Of course, things have shifted significantly in the years since. In a segment on hiring a sex worker, everyone seems to universally state that doing so is disgusting, will cause you to get a sexually transmitted infection or is a signal that you’re a sad, pathetic loser. When discussing cock-blocking, one guy says he hopes his friends would cock-block him if he were to go home with a “transvestite.” At minimum, I’d be surprised if a television network that paints itself as progressive wouldn’t cut such statements today, even if anti-sex work and anti-trans sentiments remain relatively mainstream. 
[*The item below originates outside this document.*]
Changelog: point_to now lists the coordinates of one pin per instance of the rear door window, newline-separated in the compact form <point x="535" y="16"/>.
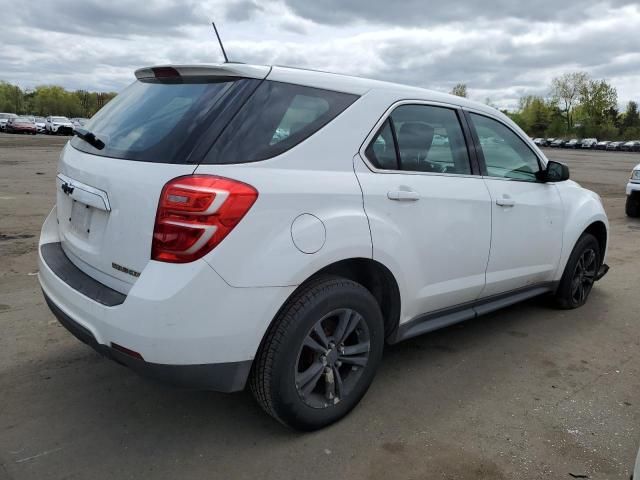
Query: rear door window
<point x="277" y="117"/>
Nevertheless, the show is funny at times. When discussing birthdays, Damien Lemon concludes that it doesn’t break Guy Code to blow out the candles on your birthday cake, but that you aren’t allowed to close your eyes when you do it. Jermaine Fowler adds that you’re not allowed to pucker your lips when you do this, but that you must breathe out like a dragon. Donnell Rawlings suggests that if you have to throw your own birthday party, you should have a risotto bar and plenty of hos. Whether any of this is even remotely serious, it’s hilarious. It’s indicative of the little hangups and anxieties of men, something that the show might acknowledge, yet never dissects. 

But rather than being a guide for men, the show has actually been more useful for women looking to better understand them, particularly among those of us who were in high school as the show was airing. “I was like 15 in a super conservative, quasi-rural setting when the show came out, so I was like, ‘This is the gospel,’” writer and MEL contributor Lillian Stone tells me. “I grew up in a pretty traditional household where my mom stayed home with me as a kid, and she’s still very big on ‘the rules’ — don’t be too forward as a woman in the dating scene; let the man wear the pants — so the show never seemed very far off to me. It coincided with this period in my life when I was obsessed with remodeling myself to be more palatable to dudes, so I took it to be instructional. Truly psycho behavior on my part!”

Looking back on my own teen years watching the show, my intentions were largely similar, despite not having as traditional of a background. At the time, Guy Code did seem to offer a window into the masculine psyche that I hadn’t yet had the opportunity to understand. But in a contemporary context, it’s hard to see what exactly the show offered in this regard. Sure, it’s intended to be a comedy, but the lack of deeper analysis given to actual issues of masculinity often causes it to fall flat. 

Maybe, though, that’s fitting for a show called Guy Code. Perhaps this imagined set of rules and protocols of masculinity has only ever been dictated by banality, anyway.